Stem cell therapy shows promise in repairing stress urinary incontinence
Stress urinary incontinence (SUI) can occur due to sneezing, coughing, exercising or even laughing and happens because the pelvic floor muscles are too weak causing leakage when the bladder is put under pressure. New research published in BioMed Central's open access journal BMC Medicine shows that a new technique, using stem cells isolated from amniotic fluid, can regenerate damaged urethral sphincter muscles and prevent pressure incontinence in mice.
Although SUI is more common during and after pregnancy, and after the age of 40, one in three women will experience it at some point in their lives.

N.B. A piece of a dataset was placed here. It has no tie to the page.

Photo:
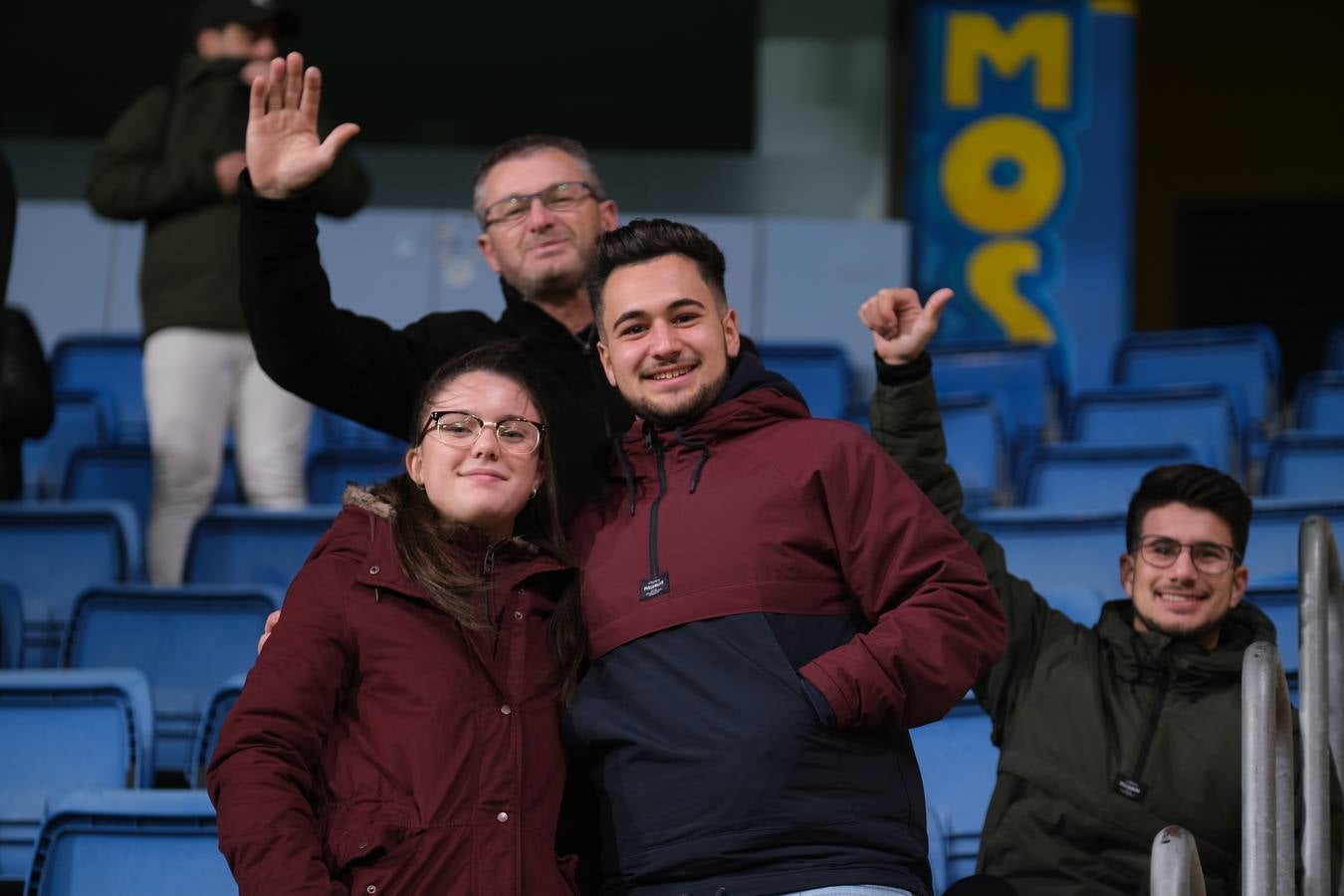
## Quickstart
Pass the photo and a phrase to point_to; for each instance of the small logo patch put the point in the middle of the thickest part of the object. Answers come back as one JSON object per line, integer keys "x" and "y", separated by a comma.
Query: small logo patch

Men can also be affected, especially after prostate surgery. SUI is treatable and in many cases losing weight, reducing caffeine intake, pelvic floor exercises, and bladder training can have very beneficial effects. If this does not work more invasive treatments are necessary, however there can be serious side effects associated with surgery.
Using stem cells to regenerate the damaged or weak muscles has been proposed as an alternative to surgery. But most protocols for harvesting stem cells also require invasive procedures, and often produce very low numbers of viable cells. In contrast amniotic stem cells can be collected easily, and have very low immunogenicity, reducing chances of rejection. Researchers from Kyungpook National University, Korea, investigated the ability of stem cells isolated from human amniotic fluid obtained during routine amniocentesis to regenerate damaged urethral sphincter muscles in mice.
James Yoo and Tae Gyun Kwon, who led this research, explained, "These stem cells are mesenchymal and consequently have the ability to become muscle cells when grown under the right conditions. We found that the stem cells were able to survive for seven days inside the mice but by 14 days they had all disappeared. Nevertheless they were able to induce regeneration of the mouse's own urethral sphincter muscle."
Quite how stem cells are able to retrain the body's own cells is still not fully understood. Not only was muscle regenerated, but this muscle had proper connections to nerves, and was able to improve the pressure required in the bladder before incontinence begins and stops. Humans are already being treated with stem cell therapy for diseases, including diabetes, and since Since amniotic stem cells appeared to cause no immune response or tumour formation, these cells may provide an avenue for future stem cell therapy for humans.